[Intel-gfx] [PATCH v3 13/14] drm/i915: Enable userspace to opt-out of implicit fencing

Thu Jan 26 10:32:40 UTC 2017

On Wed, Jan 25, 2017 at 12:38:32PM -0800, Chad Versace wrote:
> On Mon 14 Nov 2016, Chris Wilson wrote:
> > Userspace is faced with a dilemma. The kernel requires implicit fencing
> > to manage resource usage (we always must wait for the GPU to finish
> > before releasing its PTE) and for third parties. However, userspace may
> > wish to avoid this serialisation if it is either using explicit fencing
> > between parties and wants more fine-grained access to buffers (e.g. it
> > may partition the buffer between uses and track fences on ranges rather
> > than the implicit fences tracking the whole object). It follows that
> > userspace needs a mechanism to avoid the kernel's serialisation on its
> > implicit fences before execbuf execution.
> > 
> > The next question is whether this is an object, execbuf or context flag.
> > Hybrid users (such as using explicit EGL_ANDROID_native_sync fencing on
> > shared winsys buffers, but implicit fencing on internal surfaces)
> > require a per-object level flag. Given that this flag need to be only
> > set once for the lifetime of the object, this reduces the convenience of
> > having an execbuf or context level flag (and avoids having multiple
> > pieces of uABI controlling the same feature).
> > 
> > Incorrect use of this flag will result in rendering corruption and GPU
> > hangs - but will not result in use-after-free or similar resource
> > tracking issues.
> > 
> > Serious caveat: write ordering is not strictly correct after setting
> > this flag on a render target on multiple engines. This affects all
> > subsequent GEM operations (execbuf, set-domain, pread) and shared
> > dma-buf operations. A fix is possible - but costly (both in terms of
> > further ABI changes and runtime overhead).
> > 
> > Testcase: igt/gem_exec_async
> > Signed-off-by: Chris Wilson <chris at chris-wilson.co.uk>
> > Reviewed-by: Joonas Lahtinen <joonas.lahtinen at linux.intel.com>
> > ---
> >  drivers/gpu/drm/i915/i915_drv.c            |  1 +
> >  drivers/gpu/drm/i915/i915_gem_execbuffer.c |  3 +++
> >  include/uapi/drm/i915_drm.h                | 29 ++++++++++++++++++++++++++++-
> >  3 files changed, 32 insertions(+), 1 deletion(-)
> 
> I'm neutral about this patch. I believe patch 14/14 is useful with or
> without this patch, and I want to see patch 14 land regardless of what
> happens with this one.

I don't like the patch, it opens up a big wart in the GEM api (incorrect
write tracking on GEM/dma-buf across multiple timelines). Otoh, being
able to discard the implicit fence tracking seems to be an important
feature request - if we go forward witout it, we will then be lacking a
feature that is common across other drivers and in particular seems to
be commonplace in the Android ecosystem.

Daniel, what's your feeling? One problem will be that the
synchronisation issue may be hard to track down in future (proving that
the cause of a stall is an avoidable implicit fence).

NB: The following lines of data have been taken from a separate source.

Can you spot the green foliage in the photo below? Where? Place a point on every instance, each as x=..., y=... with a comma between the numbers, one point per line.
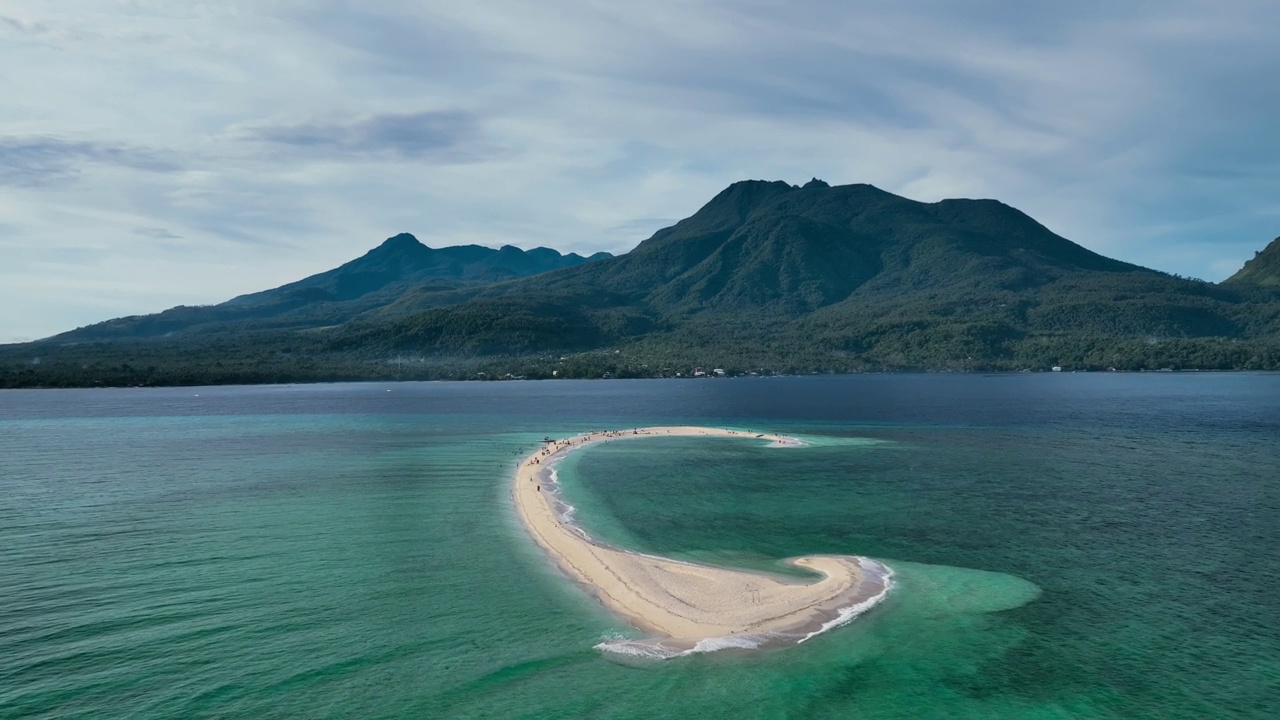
x=766, y=278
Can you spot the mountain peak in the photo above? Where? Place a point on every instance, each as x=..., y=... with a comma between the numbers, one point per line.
x=401, y=241
x=1262, y=269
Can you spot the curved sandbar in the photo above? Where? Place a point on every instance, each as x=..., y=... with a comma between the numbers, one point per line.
x=689, y=606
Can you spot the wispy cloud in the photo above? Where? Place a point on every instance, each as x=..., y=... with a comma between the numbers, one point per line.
x=37, y=160
x=279, y=139
x=447, y=136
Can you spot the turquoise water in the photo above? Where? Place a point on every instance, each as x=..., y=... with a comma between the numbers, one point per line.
x=1065, y=547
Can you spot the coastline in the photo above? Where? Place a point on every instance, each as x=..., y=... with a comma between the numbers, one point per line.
x=684, y=606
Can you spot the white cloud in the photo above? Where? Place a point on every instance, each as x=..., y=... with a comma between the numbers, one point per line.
x=160, y=153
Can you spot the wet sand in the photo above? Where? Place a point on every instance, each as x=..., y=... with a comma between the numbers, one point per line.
x=684, y=605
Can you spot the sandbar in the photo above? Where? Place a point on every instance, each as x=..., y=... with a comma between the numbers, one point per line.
x=688, y=606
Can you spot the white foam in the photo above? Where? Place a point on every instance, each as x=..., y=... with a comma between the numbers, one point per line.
x=654, y=650
x=845, y=614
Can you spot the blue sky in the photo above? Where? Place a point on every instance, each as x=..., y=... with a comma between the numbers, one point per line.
x=158, y=153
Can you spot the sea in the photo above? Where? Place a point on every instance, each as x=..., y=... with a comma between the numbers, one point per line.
x=1063, y=546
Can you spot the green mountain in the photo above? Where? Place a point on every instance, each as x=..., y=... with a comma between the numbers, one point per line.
x=378, y=278
x=766, y=277
x=846, y=270
x=1264, y=269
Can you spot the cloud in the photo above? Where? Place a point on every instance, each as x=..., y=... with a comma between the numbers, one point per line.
x=37, y=160
x=275, y=139
x=447, y=136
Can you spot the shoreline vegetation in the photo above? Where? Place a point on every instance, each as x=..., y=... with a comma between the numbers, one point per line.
x=684, y=606
x=767, y=278
x=33, y=373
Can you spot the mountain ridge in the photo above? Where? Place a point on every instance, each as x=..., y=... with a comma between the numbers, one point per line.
x=1262, y=269
x=365, y=283
x=766, y=274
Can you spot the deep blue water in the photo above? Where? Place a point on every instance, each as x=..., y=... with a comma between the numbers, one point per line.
x=348, y=550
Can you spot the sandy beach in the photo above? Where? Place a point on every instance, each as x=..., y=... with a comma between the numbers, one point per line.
x=686, y=605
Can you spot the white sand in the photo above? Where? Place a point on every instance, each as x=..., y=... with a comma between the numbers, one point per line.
x=682, y=602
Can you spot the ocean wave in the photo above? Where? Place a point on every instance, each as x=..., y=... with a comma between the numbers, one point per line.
x=654, y=650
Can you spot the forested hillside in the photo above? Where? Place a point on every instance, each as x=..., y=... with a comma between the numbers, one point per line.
x=767, y=277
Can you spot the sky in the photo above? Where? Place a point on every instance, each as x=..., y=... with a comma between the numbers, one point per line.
x=159, y=153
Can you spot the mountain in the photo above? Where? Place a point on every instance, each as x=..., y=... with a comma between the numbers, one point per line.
x=766, y=276
x=1264, y=269
x=849, y=265
x=369, y=282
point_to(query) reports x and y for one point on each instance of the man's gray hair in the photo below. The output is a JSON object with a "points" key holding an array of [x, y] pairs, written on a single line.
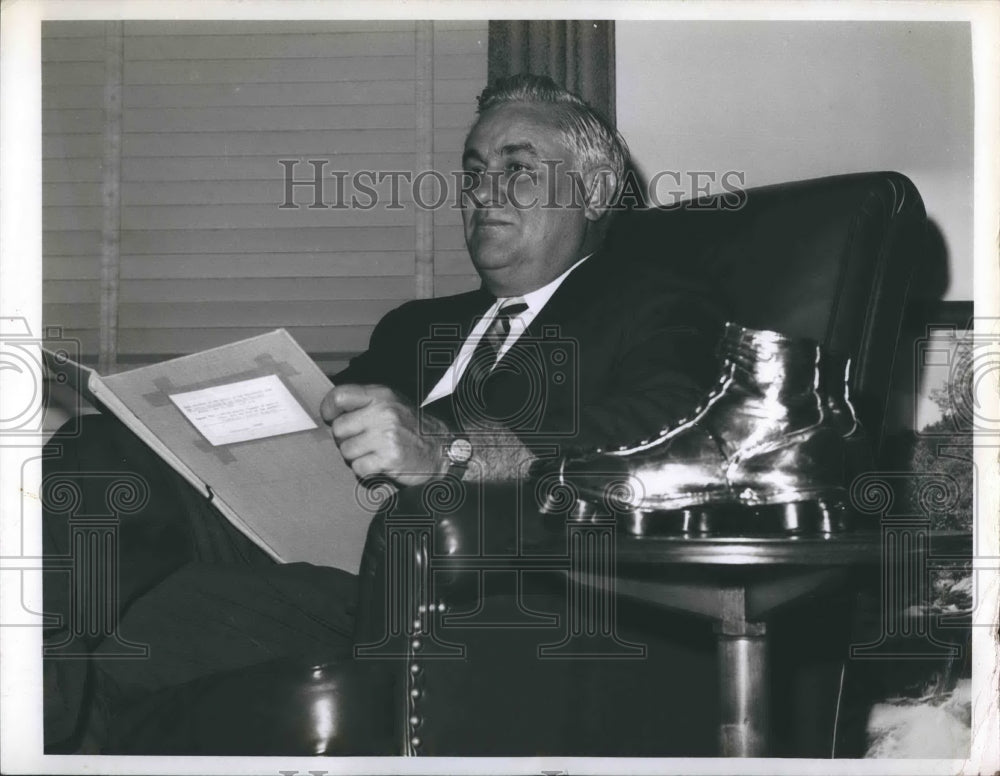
{"points": [[590, 136]]}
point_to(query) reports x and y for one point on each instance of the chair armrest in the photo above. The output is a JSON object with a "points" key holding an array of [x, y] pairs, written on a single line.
{"points": [[283, 707]]}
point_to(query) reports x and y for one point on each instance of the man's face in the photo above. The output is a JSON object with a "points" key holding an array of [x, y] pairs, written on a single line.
{"points": [[516, 244]]}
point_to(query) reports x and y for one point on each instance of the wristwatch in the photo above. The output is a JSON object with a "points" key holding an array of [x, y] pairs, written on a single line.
{"points": [[458, 453]]}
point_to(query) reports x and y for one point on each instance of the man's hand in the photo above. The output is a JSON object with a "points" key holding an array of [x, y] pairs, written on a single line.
{"points": [[378, 432]]}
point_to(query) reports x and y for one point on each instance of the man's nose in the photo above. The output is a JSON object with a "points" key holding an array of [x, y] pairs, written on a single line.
{"points": [[489, 189]]}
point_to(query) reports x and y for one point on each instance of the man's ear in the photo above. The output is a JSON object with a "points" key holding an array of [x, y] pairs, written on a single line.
{"points": [[600, 189]]}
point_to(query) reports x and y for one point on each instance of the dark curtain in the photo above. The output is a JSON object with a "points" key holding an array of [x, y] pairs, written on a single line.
{"points": [[579, 55]]}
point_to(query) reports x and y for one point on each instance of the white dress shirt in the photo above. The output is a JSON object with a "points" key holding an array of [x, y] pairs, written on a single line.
{"points": [[535, 300]]}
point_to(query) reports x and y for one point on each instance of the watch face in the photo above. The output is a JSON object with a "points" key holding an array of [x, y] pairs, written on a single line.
{"points": [[460, 451]]}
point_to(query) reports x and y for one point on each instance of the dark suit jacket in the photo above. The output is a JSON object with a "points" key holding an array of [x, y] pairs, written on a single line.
{"points": [[622, 348]]}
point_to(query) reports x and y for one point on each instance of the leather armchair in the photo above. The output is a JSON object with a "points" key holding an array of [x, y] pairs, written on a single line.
{"points": [[495, 658], [514, 672]]}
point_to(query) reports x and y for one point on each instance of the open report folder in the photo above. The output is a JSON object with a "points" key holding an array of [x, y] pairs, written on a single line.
{"points": [[241, 423]]}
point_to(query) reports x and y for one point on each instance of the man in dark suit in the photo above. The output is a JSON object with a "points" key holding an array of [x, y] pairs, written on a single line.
{"points": [[601, 349], [566, 343]]}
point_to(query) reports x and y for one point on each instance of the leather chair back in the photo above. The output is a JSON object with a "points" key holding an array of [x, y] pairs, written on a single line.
{"points": [[829, 259]]}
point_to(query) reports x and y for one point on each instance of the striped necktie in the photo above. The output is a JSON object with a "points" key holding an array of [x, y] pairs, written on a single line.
{"points": [[499, 328], [484, 356]]}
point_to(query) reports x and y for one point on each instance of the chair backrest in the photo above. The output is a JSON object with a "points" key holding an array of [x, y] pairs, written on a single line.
{"points": [[830, 259]]}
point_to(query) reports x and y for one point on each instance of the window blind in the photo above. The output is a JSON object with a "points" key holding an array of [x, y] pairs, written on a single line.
{"points": [[209, 110]]}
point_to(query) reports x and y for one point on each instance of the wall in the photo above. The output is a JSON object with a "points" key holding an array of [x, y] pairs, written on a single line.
{"points": [[792, 100]]}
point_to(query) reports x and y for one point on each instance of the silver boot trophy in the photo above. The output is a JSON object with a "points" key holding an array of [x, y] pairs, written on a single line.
{"points": [[764, 452]]}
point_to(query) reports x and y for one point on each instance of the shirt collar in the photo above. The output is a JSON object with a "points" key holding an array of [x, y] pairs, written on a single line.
{"points": [[538, 298]]}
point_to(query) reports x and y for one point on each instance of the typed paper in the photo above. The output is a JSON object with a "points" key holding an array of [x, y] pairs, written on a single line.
{"points": [[242, 411]]}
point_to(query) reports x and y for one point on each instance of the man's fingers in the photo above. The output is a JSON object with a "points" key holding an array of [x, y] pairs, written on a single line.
{"points": [[346, 398]]}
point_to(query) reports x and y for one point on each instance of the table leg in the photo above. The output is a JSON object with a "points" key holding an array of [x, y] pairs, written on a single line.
{"points": [[743, 684]]}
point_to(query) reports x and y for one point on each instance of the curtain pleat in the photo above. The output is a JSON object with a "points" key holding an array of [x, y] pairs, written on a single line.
{"points": [[577, 54]]}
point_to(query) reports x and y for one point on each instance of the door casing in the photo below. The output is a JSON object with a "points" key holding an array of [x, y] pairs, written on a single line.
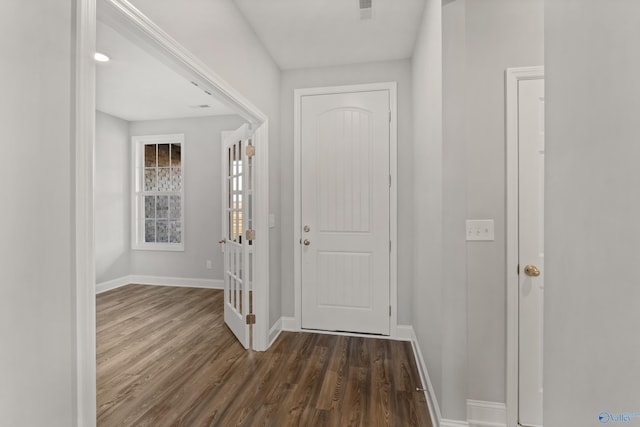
{"points": [[393, 195], [512, 77]]}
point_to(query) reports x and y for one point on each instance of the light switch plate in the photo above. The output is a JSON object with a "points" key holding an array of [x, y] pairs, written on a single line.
{"points": [[480, 229]]}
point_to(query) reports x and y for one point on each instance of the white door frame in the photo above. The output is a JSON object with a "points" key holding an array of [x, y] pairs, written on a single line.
{"points": [[128, 18], [393, 195], [512, 77]]}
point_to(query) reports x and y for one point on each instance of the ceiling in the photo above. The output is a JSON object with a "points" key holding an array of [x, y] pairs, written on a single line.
{"points": [[135, 85], [319, 33]]}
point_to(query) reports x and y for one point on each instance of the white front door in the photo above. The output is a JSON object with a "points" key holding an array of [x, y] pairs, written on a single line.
{"points": [[345, 211], [531, 249], [237, 223]]}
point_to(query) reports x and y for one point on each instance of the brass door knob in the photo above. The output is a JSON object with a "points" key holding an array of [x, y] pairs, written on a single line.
{"points": [[531, 270]]}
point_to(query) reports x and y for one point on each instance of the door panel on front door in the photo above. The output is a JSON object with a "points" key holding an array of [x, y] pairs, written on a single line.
{"points": [[345, 208], [531, 248]]}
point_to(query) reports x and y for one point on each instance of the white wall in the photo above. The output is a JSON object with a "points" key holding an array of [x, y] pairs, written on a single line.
{"points": [[592, 354], [427, 154], [112, 198], [454, 202], [399, 71], [202, 193], [484, 38], [217, 33], [37, 362]]}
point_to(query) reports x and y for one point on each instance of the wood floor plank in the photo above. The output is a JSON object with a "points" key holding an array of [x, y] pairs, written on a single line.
{"points": [[165, 358]]}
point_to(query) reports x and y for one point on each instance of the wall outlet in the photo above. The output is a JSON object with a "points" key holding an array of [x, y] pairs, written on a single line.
{"points": [[480, 229]]}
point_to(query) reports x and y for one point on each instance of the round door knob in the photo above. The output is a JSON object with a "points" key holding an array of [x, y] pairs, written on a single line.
{"points": [[531, 270]]}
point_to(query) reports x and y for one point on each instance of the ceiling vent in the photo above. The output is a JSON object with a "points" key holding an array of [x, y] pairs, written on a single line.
{"points": [[365, 9]]}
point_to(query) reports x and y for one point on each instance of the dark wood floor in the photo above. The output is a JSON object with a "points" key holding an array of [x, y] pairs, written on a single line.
{"points": [[165, 358]]}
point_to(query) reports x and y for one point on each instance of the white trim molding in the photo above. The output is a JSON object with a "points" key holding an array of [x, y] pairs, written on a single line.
{"points": [[275, 331], [83, 292], [393, 194], [430, 394], [176, 282], [453, 423], [486, 414], [512, 77]]}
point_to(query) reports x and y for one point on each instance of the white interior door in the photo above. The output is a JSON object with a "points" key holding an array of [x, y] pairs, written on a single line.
{"points": [[237, 231], [345, 211], [531, 249]]}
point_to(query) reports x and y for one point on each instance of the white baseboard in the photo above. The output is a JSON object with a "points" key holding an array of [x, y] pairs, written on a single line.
{"points": [[112, 284], [274, 332], [159, 281], [432, 402], [289, 324], [404, 333], [486, 414], [453, 423]]}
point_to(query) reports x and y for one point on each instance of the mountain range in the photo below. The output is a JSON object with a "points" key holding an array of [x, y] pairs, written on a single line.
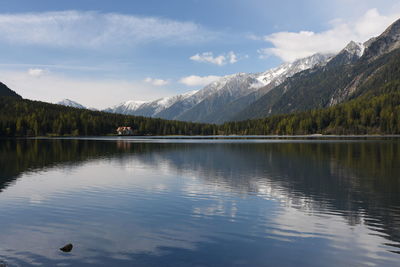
{"points": [[318, 81]]}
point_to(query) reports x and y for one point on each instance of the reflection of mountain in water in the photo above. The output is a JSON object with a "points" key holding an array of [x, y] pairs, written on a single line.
{"points": [[358, 180]]}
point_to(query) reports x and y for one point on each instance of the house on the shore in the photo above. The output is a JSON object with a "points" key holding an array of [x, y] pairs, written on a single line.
{"points": [[125, 130]]}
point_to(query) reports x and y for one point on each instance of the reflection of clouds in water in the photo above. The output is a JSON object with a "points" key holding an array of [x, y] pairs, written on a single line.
{"points": [[358, 240], [139, 203]]}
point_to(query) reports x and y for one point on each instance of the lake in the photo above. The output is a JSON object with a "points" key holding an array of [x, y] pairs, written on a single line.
{"points": [[203, 202]]}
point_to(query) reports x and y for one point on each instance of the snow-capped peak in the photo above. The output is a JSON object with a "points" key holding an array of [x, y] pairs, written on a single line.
{"points": [[354, 48], [70, 103], [277, 75]]}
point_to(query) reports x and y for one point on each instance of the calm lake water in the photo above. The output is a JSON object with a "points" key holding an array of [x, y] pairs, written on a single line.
{"points": [[124, 202]]}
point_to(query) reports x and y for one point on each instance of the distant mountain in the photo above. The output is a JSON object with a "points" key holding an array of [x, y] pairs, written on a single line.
{"points": [[342, 78], [70, 103], [5, 91], [149, 108], [214, 103]]}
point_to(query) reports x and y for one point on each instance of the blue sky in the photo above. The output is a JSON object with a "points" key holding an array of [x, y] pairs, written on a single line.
{"points": [[100, 53]]}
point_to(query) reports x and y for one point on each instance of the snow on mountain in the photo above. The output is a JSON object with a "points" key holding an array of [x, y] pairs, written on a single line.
{"points": [[70, 103], [148, 108], [202, 104], [279, 74], [355, 48]]}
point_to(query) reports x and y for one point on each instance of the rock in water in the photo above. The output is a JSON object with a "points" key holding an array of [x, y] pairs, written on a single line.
{"points": [[67, 248]]}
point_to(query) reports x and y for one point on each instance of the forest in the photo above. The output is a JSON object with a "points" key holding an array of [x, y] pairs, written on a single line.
{"points": [[370, 114], [21, 117]]}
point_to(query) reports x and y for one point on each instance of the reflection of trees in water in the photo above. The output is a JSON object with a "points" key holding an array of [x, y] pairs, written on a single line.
{"points": [[352, 178]]}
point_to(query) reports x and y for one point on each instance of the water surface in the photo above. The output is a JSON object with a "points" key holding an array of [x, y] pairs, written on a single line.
{"points": [[269, 202]]}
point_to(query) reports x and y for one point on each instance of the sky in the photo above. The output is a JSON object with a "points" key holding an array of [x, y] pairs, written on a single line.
{"points": [[101, 53]]}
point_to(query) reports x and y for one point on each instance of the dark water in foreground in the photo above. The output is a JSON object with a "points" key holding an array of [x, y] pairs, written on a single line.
{"points": [[183, 203]]}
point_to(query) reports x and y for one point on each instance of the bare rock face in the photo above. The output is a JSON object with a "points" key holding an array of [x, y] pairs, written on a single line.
{"points": [[67, 248], [388, 41]]}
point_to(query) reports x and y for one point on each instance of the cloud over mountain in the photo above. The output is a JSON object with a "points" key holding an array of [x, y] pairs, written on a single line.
{"points": [[290, 46]]}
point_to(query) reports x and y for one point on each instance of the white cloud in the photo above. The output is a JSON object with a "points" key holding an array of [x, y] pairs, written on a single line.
{"points": [[98, 93], [194, 80], [156, 82], [208, 57], [93, 29], [36, 72], [293, 45]]}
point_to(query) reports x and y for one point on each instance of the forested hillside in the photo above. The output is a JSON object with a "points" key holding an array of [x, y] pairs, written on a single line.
{"points": [[32, 118]]}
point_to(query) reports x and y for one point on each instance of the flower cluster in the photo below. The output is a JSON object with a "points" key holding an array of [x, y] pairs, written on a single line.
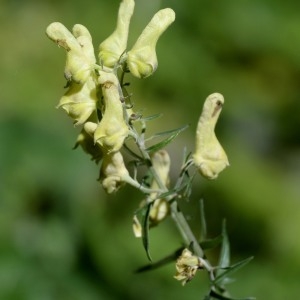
{"points": [[187, 265], [95, 100], [94, 96]]}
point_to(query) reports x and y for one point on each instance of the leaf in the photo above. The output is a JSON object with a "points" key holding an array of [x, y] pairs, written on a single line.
{"points": [[203, 228], [143, 216], [215, 295], [152, 117], [224, 260], [168, 259], [229, 270], [174, 133], [211, 243], [169, 132]]}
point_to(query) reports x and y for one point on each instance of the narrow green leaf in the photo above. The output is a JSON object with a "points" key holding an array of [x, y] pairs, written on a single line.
{"points": [[145, 231], [229, 270], [203, 228], [171, 132], [168, 259], [224, 260], [166, 141], [211, 243], [215, 295], [143, 216], [152, 117]]}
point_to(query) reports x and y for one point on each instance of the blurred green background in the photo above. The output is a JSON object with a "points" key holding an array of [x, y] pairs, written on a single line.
{"points": [[61, 237]]}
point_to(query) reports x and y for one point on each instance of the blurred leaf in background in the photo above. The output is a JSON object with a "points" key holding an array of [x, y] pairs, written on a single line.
{"points": [[61, 237]]}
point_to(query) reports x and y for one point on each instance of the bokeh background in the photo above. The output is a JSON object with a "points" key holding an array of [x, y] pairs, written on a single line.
{"points": [[62, 238]]}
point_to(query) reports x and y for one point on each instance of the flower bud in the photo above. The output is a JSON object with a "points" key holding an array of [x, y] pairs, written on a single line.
{"points": [[113, 172], [80, 52], [186, 266], [86, 140], [112, 130], [80, 100], [141, 59], [209, 156], [114, 46], [160, 208]]}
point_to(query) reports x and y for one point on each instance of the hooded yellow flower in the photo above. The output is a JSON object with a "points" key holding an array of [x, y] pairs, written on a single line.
{"points": [[209, 156]]}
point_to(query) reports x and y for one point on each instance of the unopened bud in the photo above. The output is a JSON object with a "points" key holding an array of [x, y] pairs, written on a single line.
{"points": [[113, 172], [80, 100], [141, 59], [112, 130], [209, 156], [114, 46], [80, 52]]}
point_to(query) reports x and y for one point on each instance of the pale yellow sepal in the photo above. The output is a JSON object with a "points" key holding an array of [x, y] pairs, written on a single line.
{"points": [[111, 49], [209, 156], [112, 130], [80, 100], [86, 140], [142, 59], [80, 51], [113, 173], [187, 265], [160, 208]]}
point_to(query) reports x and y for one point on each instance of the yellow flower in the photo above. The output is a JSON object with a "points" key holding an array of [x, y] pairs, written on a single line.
{"points": [[86, 140], [113, 172], [141, 59], [209, 156], [186, 266], [80, 52], [160, 208], [80, 100], [114, 46], [112, 130]]}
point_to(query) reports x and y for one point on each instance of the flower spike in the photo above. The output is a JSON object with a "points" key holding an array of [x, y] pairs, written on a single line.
{"points": [[209, 156]]}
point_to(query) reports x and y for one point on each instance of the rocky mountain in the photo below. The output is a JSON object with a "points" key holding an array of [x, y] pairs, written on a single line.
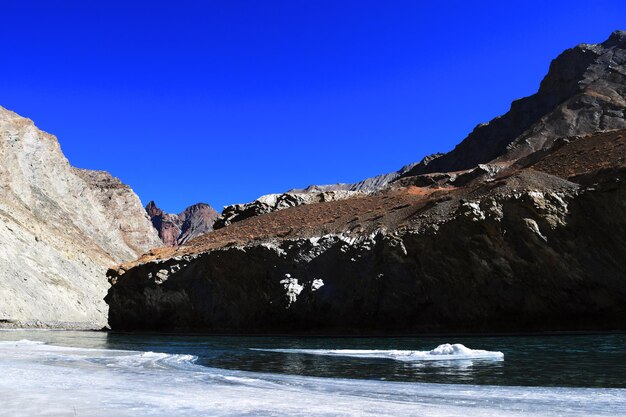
{"points": [[275, 202], [584, 92], [177, 229], [60, 229], [521, 227], [368, 185]]}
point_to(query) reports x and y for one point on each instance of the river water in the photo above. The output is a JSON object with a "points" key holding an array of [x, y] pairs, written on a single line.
{"points": [[69, 373]]}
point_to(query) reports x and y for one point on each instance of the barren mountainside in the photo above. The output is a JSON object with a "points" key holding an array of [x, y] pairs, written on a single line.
{"points": [[60, 229], [521, 227], [177, 229]]}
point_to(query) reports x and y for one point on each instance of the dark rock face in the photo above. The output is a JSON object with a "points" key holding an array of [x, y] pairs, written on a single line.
{"points": [[584, 92], [505, 260], [177, 229], [521, 227], [373, 184]]}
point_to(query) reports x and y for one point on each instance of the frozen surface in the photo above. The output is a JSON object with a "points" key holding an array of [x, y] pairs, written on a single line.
{"points": [[38, 379], [445, 352]]}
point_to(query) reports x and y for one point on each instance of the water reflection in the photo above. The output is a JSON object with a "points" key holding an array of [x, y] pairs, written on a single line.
{"points": [[564, 360]]}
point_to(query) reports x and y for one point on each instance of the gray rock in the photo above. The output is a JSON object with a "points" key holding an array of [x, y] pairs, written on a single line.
{"points": [[584, 92], [60, 229]]}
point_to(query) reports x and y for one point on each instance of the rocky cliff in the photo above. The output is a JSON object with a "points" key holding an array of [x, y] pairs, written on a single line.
{"points": [[177, 229], [584, 92], [60, 229], [537, 247], [521, 227]]}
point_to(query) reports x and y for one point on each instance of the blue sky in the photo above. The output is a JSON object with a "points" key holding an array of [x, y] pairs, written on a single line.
{"points": [[223, 101]]}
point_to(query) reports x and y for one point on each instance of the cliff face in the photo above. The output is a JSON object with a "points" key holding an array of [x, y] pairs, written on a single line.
{"points": [[584, 92], [537, 247], [521, 227], [60, 229], [177, 229]]}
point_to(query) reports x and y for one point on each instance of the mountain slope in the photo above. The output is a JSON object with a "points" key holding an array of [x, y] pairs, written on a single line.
{"points": [[532, 241], [177, 229], [584, 92], [60, 229]]}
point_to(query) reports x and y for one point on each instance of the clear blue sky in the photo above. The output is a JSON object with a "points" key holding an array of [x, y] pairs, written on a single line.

> I'm not opposed to this patch. It's just that I don't yet understand
> exactly if Mesa's EGL/GL code could effectively use this feature for
> Android winsys buffers. The amount of information loss between the
> EGL/GL apis and the eventual execbuffer submission may prevent Mesa from
> annotating the Android winsys buffers with this.  I'm unsure.  I'm still
> thinking about it.
> 
> But, if Chris, or anyone, already has plans to use this somehow, perhaps
> in the DDX, then don't let my hesitation block the patch.

Actually, the example I have would be for mesa. It can use this on its
own scratch buffers to just discard writes and prevent ordering on
a single scratch shared between contexts, and for its fence tracking using
a single page for multiple rings.
-Chris

-- 
Chris Wilson, Intel Open Source Technology Centre